The kabanero-pipelines repository contains a collection of Tekton tasks and pipelines that are intended to work out of the box with the featured Kabanero collections to illustrate a CI/CD work flow. The pipelines and tasks can be executed manually or via a webhook. The steps below walk one through on how to drive a pipeline manually (using a script or a CLI), which is useful for pipeline development, or by driving it via a webhook, which is perfect for CI/CD workflows once there is a functional pipeline.
You need to have the Kabanero foundation installed on Red Hat Origin Community Distribution of Kubernetes (OKD) or OpenShift Container Platform (OCP) cluster. It has the necessary Kabanero, Isito, Knative, and Tekton components installed. Please refer to https://github.com/kabanero-io/kabanero-foundation for more details on installing the Kabanero foundation.

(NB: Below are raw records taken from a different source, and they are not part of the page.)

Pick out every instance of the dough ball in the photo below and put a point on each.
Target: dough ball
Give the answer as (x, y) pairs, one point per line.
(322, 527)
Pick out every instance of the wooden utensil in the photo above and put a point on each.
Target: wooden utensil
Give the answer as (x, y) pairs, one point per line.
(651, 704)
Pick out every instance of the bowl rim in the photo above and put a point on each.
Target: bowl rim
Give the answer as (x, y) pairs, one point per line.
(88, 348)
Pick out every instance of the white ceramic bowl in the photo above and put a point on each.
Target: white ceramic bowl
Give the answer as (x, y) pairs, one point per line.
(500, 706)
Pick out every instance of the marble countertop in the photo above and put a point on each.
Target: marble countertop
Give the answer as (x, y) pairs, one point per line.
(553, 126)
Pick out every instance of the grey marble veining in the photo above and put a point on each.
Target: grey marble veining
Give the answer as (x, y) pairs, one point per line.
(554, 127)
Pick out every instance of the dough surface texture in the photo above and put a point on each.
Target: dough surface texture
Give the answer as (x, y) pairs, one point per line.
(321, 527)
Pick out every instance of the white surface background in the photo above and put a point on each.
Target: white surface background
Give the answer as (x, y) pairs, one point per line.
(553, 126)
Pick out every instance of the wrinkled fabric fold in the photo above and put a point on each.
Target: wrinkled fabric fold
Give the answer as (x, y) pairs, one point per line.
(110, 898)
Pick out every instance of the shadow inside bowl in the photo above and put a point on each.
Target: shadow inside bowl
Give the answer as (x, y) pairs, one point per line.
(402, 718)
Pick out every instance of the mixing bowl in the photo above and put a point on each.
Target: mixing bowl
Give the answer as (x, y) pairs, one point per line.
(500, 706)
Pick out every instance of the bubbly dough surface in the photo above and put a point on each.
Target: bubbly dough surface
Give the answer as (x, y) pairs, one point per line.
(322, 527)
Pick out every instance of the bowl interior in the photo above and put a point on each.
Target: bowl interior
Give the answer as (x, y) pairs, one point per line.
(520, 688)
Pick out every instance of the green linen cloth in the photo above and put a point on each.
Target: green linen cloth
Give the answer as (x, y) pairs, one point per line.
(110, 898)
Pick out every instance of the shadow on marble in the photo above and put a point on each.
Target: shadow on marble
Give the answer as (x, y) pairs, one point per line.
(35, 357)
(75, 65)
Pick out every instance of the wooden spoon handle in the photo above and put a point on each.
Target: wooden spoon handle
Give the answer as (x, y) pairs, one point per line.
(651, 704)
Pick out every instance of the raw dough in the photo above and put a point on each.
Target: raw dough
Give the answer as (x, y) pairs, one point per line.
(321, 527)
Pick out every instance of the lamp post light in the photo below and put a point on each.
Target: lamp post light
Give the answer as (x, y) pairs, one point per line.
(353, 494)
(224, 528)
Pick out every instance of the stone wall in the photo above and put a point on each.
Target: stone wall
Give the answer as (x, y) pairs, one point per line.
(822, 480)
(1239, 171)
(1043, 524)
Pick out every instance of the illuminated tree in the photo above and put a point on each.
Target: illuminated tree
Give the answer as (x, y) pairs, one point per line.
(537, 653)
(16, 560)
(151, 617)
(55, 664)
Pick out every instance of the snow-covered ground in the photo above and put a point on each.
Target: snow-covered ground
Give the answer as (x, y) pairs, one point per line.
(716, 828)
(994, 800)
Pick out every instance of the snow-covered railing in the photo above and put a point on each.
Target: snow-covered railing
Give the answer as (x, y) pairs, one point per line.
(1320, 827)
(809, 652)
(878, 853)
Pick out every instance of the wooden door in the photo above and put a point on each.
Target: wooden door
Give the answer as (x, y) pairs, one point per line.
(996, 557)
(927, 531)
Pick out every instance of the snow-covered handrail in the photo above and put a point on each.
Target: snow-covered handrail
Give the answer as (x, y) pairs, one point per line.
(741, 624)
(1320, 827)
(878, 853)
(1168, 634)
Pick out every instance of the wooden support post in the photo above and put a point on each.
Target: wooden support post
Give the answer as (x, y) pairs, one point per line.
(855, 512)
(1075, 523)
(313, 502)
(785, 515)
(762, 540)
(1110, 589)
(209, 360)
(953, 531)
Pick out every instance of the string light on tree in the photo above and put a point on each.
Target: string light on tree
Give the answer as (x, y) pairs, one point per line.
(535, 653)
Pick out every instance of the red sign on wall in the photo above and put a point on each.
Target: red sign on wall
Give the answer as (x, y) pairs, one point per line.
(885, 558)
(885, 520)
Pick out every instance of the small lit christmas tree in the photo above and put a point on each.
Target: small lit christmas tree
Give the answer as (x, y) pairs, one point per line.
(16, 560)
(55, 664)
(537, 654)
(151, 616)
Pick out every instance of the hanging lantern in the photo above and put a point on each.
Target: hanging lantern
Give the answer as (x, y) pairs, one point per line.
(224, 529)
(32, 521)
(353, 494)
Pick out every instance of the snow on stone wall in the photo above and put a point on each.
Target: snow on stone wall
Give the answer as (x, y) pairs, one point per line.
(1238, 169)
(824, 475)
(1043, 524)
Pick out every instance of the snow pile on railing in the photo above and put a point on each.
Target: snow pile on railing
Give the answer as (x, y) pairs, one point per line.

Identify the Tekton Dashboard URL after your have completed the installation. You can login to your OKD cluster and run oc get routes
to find this or check in the OKD console. This is useful for a few of the steps documented below. You can find more details about the dashboard at https://github.com/tektoncd/dashboard.
NOTE: Everything is assumed to be running in kabanero
namespace.
The persistent volume is used by the pipelines. An example pv definition is provided. Update path and other values in pv.yaml to suit your requirements.
Login to your cluster. For example for OKD,
oc login <master node IP>:8443
Clone the pv.yaml in this repo and apply it.
cd ./pipelines/common
oc apply -f pv.yaml -n kabanero
This has to be created in the kabanero
namespace and associated with the kabanero-operator
service account. The secrets can be created in a few different ways. The simplest option is to go configure this with the Tekton Dashboard under the secrets section as illustrated here.
Alternatively you can configure this in the OKD console or you can setup the secrets using the OKD CLI.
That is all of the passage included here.